THURSDAY, Nov. 6, 2003 (HealthDayNews) -- Three kits that test for peanut proteins in cereal, cookies, ice cream and milk chocolate have been approved by the Association of Official Analytical Chemists (AOAC).

These test kits offer the food industry a quick and reliable method to more readily detect the presence of peanuts in food that's not labeled as containing peanuts. The kits will help prevent such products from getting onto store shelves.

Research and industrial food operations and others with limited laboratory facilities will be the most likely users of these test kits.

The tests will let these operations quickly determine whether their food-processing operations prevent the inclusion of peanuts in foods declared to be peanut-free. The test will also reveal whether plant cleanup operations avoid cross-contamination and whether the finished product is peanut-free.

The U.S. Food and Drug Administration (FDA) performed a joint review and evaluation with the AOAC on the test kits.
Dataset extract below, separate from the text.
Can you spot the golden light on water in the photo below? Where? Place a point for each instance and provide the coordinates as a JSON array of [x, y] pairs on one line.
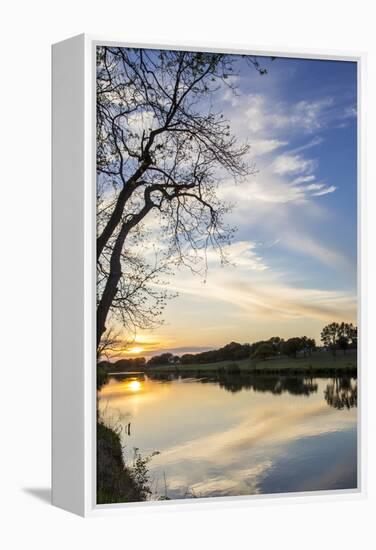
[[134, 385], [136, 349]]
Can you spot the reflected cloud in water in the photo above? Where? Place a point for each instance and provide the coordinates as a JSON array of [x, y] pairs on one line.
[[234, 435]]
An FDA laboratory prepared and distributed coded samples to participating laboratories.

About 40 analyses can be done with each kit. The cost per kit ranges from $450 to $650.

Nearly 7 million Americans have food allergies of varying degrees of severity. About 8 percent of children younger than 3 and about 2 percent of adults are affected by food allergies. About 90 percent of all food allergy reactions are caused by eight foods: peanuts, eggs, milk, shellfish, wheat, soy, fish or tree nuts.